Cosmology of generalized modified gravity models

We consider general curvature-invariant modifications of the Einstein-Hilbert action that become important only in regions of extremely low space-time curvature. We investigate the far future evolution of the Universe in such models, examining the possibilities for cosmic acceleration and other ultimate destinies. The models generically possess de Sitter space as an unstable solution and exhibit an interesting set of attractor solutions which, in some cases, provide alternatives to dark energy models.

Figure 1

Two phase portraits for the modified gravity model proposed in 7. The left portrait is in the coordinates $(x,v)$, for which an attractor at constant $v=p$ corresponds to a power-law solution with $a(t)\propto t^p$. The right portrait is for the same theory in the $(\dot{H},H)$ plane, with the unstable de Sitter solution at (0, 1).

Figure 2

The values of the various distinguished points as $\alpha$ is varied.

Figure 3

Two phase portraits for the $f(R,P,Q)=-m^6/P$ modification. The left portrait is in the coordinates $(x,v)$, for which an attractor at constant $v=p$ corresponds to a power-law solution with $a(t)\propto t^p$. The right portrait is for the same theory in the $(\dot{H},H)$ plane.

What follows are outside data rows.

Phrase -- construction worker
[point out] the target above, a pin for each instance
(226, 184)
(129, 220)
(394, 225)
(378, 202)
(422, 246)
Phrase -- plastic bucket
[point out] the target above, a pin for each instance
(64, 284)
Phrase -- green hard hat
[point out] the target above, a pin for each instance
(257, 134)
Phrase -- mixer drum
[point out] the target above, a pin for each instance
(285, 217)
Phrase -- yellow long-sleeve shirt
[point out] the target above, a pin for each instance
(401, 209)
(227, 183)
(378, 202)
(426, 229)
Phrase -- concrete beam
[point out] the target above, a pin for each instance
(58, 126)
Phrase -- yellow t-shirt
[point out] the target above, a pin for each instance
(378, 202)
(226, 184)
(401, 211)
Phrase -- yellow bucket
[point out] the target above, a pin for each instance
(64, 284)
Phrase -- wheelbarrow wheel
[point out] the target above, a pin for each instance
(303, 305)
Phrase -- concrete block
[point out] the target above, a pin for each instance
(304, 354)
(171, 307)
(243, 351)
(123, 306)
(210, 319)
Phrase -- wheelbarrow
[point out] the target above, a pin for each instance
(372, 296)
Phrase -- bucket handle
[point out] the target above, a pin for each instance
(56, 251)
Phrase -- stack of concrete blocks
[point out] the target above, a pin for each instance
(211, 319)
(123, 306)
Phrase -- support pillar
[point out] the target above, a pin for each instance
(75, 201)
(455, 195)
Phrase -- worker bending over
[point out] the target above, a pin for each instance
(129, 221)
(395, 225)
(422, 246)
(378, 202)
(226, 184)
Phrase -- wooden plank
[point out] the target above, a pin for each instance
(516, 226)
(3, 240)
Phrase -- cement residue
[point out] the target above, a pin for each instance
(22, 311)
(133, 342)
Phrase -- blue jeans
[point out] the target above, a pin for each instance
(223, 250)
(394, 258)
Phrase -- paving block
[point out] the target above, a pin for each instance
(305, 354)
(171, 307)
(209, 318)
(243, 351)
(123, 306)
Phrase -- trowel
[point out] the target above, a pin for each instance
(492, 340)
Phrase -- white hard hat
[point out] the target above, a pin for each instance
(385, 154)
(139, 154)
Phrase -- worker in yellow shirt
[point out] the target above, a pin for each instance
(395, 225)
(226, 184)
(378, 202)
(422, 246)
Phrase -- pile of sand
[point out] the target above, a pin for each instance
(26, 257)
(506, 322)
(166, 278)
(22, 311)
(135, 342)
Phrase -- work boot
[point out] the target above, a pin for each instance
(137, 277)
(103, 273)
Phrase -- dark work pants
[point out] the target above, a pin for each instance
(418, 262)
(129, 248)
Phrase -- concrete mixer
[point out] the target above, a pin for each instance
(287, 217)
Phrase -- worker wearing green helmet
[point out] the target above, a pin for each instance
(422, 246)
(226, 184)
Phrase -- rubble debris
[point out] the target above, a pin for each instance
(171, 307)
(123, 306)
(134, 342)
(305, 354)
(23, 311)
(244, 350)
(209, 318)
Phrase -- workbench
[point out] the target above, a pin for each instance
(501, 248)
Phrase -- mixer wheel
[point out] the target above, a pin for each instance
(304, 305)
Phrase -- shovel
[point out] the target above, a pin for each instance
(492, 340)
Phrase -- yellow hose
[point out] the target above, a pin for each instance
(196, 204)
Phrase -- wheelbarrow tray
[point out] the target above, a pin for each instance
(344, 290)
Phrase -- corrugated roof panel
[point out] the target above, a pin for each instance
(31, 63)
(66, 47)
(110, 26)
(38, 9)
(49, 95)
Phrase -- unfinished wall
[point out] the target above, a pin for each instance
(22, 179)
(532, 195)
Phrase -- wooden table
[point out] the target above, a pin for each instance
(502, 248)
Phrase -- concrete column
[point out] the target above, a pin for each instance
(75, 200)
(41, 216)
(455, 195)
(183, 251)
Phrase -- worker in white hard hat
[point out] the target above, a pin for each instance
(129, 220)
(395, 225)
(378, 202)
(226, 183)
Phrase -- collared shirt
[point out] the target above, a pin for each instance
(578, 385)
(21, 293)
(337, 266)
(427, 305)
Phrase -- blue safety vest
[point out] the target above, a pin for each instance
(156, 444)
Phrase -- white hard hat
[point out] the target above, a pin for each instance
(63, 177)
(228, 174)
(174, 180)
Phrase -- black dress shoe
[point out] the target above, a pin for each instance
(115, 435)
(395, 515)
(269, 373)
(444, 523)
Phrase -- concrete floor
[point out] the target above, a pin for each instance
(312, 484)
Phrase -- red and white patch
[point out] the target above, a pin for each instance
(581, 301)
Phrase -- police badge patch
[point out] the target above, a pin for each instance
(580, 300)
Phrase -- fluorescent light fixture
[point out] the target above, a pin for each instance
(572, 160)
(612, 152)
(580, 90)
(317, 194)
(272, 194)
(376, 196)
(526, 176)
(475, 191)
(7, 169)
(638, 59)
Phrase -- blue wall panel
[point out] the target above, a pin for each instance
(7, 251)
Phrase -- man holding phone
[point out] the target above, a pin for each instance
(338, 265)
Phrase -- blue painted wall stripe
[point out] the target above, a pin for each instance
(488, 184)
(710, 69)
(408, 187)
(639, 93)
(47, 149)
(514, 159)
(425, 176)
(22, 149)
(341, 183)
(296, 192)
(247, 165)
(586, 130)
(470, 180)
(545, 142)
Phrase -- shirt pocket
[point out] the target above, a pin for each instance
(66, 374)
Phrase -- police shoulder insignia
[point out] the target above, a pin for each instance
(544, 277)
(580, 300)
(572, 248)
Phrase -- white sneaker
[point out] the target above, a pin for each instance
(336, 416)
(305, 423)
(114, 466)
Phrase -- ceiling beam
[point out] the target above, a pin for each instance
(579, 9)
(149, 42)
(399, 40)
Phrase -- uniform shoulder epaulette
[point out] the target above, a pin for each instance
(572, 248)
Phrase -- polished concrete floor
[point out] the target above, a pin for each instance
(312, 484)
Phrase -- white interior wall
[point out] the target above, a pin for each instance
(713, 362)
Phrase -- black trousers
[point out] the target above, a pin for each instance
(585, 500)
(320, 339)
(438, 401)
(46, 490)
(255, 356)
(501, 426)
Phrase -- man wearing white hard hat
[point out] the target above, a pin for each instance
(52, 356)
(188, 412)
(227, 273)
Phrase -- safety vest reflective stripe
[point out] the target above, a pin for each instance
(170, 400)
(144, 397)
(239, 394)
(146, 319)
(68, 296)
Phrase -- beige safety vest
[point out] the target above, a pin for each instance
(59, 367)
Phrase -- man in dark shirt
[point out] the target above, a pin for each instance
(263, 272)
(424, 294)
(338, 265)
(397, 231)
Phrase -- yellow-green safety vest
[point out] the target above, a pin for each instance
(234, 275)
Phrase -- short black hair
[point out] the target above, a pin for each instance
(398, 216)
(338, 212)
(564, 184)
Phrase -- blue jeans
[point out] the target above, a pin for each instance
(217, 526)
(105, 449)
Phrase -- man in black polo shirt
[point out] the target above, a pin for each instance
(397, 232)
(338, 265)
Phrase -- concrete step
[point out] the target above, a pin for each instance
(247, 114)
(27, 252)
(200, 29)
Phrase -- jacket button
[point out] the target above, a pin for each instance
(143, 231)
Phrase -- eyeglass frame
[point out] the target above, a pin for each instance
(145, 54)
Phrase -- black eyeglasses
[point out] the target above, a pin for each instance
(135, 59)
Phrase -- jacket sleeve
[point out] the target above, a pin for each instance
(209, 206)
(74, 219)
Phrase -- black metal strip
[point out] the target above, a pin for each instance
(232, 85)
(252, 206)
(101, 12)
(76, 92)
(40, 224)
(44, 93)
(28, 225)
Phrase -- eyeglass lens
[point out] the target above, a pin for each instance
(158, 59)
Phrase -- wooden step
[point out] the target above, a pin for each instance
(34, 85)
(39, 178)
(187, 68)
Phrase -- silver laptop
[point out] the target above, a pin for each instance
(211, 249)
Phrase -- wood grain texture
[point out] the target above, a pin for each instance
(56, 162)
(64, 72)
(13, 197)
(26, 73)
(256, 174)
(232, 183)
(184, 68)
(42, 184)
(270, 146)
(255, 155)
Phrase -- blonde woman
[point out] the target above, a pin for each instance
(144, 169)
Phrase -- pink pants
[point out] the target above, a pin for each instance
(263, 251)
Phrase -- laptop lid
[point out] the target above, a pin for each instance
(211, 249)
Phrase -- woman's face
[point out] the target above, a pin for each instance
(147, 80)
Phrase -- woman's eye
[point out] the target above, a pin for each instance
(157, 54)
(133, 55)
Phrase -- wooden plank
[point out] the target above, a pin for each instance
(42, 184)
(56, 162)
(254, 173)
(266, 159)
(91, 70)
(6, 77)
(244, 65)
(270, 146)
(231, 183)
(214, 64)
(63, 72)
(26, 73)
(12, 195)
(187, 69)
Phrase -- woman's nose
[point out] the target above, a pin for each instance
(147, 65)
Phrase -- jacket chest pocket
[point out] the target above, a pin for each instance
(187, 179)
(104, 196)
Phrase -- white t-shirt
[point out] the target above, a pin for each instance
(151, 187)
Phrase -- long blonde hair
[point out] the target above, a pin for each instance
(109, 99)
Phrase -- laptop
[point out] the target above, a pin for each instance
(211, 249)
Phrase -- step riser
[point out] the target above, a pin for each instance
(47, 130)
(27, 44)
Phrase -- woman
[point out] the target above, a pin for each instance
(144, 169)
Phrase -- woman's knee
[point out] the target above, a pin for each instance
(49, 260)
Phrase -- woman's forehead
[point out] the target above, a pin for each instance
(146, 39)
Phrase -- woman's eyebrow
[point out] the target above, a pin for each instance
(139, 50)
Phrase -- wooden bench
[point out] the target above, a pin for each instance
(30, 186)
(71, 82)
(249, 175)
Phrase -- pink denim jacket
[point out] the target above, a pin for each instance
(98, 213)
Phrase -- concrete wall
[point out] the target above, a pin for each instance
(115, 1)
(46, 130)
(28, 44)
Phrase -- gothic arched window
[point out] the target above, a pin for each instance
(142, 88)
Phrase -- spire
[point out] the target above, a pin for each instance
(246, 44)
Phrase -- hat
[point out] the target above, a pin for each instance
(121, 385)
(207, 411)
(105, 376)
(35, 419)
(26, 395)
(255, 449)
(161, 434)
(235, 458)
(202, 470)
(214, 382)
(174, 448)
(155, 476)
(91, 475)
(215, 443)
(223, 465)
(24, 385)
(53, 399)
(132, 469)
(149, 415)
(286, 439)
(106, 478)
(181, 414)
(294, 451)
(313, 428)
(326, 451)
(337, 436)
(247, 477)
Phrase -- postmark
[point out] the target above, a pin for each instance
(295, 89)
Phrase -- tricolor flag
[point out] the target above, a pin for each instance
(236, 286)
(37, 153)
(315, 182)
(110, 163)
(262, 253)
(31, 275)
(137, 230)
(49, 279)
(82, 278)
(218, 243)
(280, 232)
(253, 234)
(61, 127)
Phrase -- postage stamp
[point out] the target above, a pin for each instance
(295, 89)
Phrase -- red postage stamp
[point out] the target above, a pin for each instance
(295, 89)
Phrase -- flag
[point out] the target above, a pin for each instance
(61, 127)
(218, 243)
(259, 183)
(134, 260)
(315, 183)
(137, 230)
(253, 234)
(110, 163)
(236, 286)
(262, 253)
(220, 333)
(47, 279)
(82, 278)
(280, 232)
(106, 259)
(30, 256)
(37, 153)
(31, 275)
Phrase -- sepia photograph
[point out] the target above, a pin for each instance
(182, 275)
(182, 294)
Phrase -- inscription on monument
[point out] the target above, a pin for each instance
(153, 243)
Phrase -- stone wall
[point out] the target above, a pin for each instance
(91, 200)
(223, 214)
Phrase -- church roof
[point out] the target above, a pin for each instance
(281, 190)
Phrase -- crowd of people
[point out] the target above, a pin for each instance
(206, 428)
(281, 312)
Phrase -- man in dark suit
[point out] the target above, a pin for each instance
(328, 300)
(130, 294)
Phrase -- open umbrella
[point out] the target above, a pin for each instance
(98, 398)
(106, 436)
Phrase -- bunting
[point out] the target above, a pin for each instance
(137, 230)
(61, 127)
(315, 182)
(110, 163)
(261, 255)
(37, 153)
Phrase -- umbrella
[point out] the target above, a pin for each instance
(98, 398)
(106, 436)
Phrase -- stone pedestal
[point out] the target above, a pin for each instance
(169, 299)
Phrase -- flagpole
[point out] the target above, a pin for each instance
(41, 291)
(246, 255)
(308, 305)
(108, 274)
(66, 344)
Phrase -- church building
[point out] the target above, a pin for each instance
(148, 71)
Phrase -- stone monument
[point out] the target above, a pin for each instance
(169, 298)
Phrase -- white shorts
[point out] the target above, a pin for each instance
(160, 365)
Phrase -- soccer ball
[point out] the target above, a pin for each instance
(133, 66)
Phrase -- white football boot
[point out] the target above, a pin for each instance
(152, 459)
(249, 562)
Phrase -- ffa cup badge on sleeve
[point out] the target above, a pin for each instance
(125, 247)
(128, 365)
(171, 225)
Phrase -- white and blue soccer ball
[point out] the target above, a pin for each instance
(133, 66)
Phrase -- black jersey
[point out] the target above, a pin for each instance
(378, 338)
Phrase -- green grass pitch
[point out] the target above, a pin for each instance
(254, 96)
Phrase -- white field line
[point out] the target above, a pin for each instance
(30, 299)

There are two late-time power-law attractors corresponding to $p=(4\pm \sqrt{6})/2$. The ($-$) branch, represented by the solid lines, is nonaccelerating, while the ($+$) branch, represented by the dash-dotted line, is accelerating.

Figure 4

Phase portrait for the $f(R,P,Q)=-M^6/Q$ modification in the coordinates $(x,v)$, for which an attractor at constant $v=p$ corresponds to a power-law solution with $a(t)\propto t^p$.

Figure 5

Phase plot for the linearized equations close to the power-law solution in the coordinates $(x,v)$, for which an attractor at constant $v=p$ corresponds to a power-law solution with $a(t)\propto t^p$.